Klea meneteskan air matanya. Ia tahu betul mengapa Tiff takut, dan tentunya juga sebelumnya Abram melarangnya untuk menikah dengan Leon. Karena mereka takut, takut kejadian dulu akan terulang lagi. Tiff dan Abram takut jika Leon akan menyakiti anak perempuannya kembali.
“Aku lakuin ini semua untuk Ale, mah. Bakal aku lakuin apapun itu untuk bahagiain anak aku,” ucap Klea menatap Tiff dengan mata yang berkaca-kaca
“Kamu tau pernikahan bukan main-main, kak....” ucap Tiff menatap anaknya dengan tatapan sendu
Klea menghela napas beratnya, “Insyaallah aku bisa hadapin semua ini....”
Tiff meneteskan air matanya, lalu ia memeluk anak perempuannya ini.
Setelah beberapa menit melakukan perjalanan ke tempat acara pernikahan berlangsung, kini Klea dan keluarga telah sampai di gedung pernikahan yang letaknya tidak terlalu jauh dari rumah Klea.
Para tamu undangan pun sudah hadir disini, Klea juga melihat teman-temannya yang sedari tadi setia menemaninya.
“Senyum....” ucap Kala dan Wawa dari jauh
Klea tersenyum getir. Lalu, mata ia beralih ke Ajeng, Bella, dan Bapak yang duduk bersampingan dengan teman-temannya.
Ajeng, Bella, dan Bapak tersenyum sambil mengangguk tulus.
“Gapapa, Klea....” ucap Ajeng pelan menatap Klea yang sudah terduduk manis di kursi akad
Klea membalikkan tubuhnya, ia menoleh ke arah Leon yang kini berada di sampingnya. Ia sudah sangat rapih mengenakan jas bewarna putih serta peci yang menempel di kepalanya. Klea menahan tangisnya mati-matian, ia teringat Agil.
Leon yang tersadar bahwa Klea menatap dirinya langsung menoleh, ia melihat Klea yang menatapnya dengan mata yang berkaca-kaca.
Leon menghela napasnya, “Maaf....” ucapnya setelah itu ia melihat Klea yang langsung memalingkan wajahnya ke arah lain
“Ini langsung saja ya kita mulai akadnya. Pak, mari silahkan di mulai,” ucap Pak penghulu menatap Abram
Klea menatap sang Papah, ia tahu pasti bahwa Abram tidak rela menyerahkan anaknya kepada Leon. Karena ia tahu perlakuan Leon dulu kepada anaknya bagaimana. Tapi dengan segala cara Klea membujuknya, dengan terpaksa Abram menuruti permintaan Klea. Klea pun juga terpaksa, ia melakukan semua ini demi putrinya, Alea.

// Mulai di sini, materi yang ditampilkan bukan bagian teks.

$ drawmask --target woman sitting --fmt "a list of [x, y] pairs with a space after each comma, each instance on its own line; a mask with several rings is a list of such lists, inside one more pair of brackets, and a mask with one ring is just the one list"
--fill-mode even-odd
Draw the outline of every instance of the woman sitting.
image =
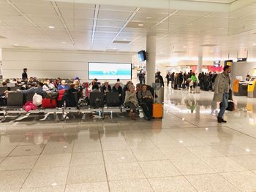
[[143, 110], [145, 118], [150, 120], [152, 118], [153, 110], [153, 96], [151, 93], [147, 90], [147, 85], [142, 85], [142, 90], [138, 92], [138, 99], [140, 105]]
[[129, 115], [132, 120], [136, 120], [135, 111], [138, 106], [138, 101], [135, 93], [135, 87], [133, 85], [129, 85], [129, 91], [125, 93], [124, 106], [130, 109]]
[[122, 100], [123, 89], [120, 85], [120, 82], [116, 82], [115, 85], [113, 85], [112, 88], [112, 92], [118, 93], [120, 101]]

Klea meyakinkan dirinya berulang kali, lalu ia mengangguk lemah sambil menatap Abram.
Abram mengangguk dan menghela napasnya, lalu detik itu juga ia langsung menjabat tangan Leon.

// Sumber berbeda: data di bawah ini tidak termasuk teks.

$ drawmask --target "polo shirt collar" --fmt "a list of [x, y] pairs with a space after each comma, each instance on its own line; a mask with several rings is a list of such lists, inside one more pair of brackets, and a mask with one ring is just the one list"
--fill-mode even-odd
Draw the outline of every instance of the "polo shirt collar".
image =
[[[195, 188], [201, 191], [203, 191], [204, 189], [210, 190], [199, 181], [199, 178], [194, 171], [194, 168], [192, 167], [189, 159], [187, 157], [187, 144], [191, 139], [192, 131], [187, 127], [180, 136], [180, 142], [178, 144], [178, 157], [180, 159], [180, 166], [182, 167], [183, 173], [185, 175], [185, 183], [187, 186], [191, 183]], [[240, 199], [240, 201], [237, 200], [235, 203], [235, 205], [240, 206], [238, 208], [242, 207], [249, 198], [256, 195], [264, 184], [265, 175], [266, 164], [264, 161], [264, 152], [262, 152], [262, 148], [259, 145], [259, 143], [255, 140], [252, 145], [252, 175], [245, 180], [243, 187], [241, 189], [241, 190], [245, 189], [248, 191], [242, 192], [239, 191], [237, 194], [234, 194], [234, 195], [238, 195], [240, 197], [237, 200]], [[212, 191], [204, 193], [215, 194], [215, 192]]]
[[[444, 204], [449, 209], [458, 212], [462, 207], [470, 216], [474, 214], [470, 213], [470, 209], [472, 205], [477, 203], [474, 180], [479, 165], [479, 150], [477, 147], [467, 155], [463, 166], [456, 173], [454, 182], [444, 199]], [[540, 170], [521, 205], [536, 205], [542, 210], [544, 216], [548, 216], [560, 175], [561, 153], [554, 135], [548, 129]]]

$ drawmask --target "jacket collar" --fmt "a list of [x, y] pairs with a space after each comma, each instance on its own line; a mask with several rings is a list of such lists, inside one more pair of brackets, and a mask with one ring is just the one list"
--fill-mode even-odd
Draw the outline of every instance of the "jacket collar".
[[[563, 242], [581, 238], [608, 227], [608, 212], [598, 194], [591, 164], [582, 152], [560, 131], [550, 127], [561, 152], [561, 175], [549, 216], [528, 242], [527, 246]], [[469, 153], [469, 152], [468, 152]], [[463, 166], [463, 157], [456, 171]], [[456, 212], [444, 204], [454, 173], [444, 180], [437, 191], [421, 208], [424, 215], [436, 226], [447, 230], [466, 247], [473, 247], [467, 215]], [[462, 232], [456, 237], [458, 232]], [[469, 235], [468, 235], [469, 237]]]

“Bismillahirrahmanirrahim. Saya nikahkan engkau, Leonadio Aksara bin Gavino Aksara dengan putri saya, Akleea Ayu Adine binti Abramahaga Adine, dengan seperangkat alat sholat dibayar tunai.”
“Saya terima nikahnya Akleea Ayu Adine binti Abramahaga Adine dengan seperangkat alat sholat dibayar tunai,” ucap Leon
“Bagaimana para saksi? Sah?” ucap Penghulu
“SAH!” ucap para hadirin serentak
“Alhamdulillahi rabbil’alamin....”
Klea menunduk, ia meneteskan air matanya.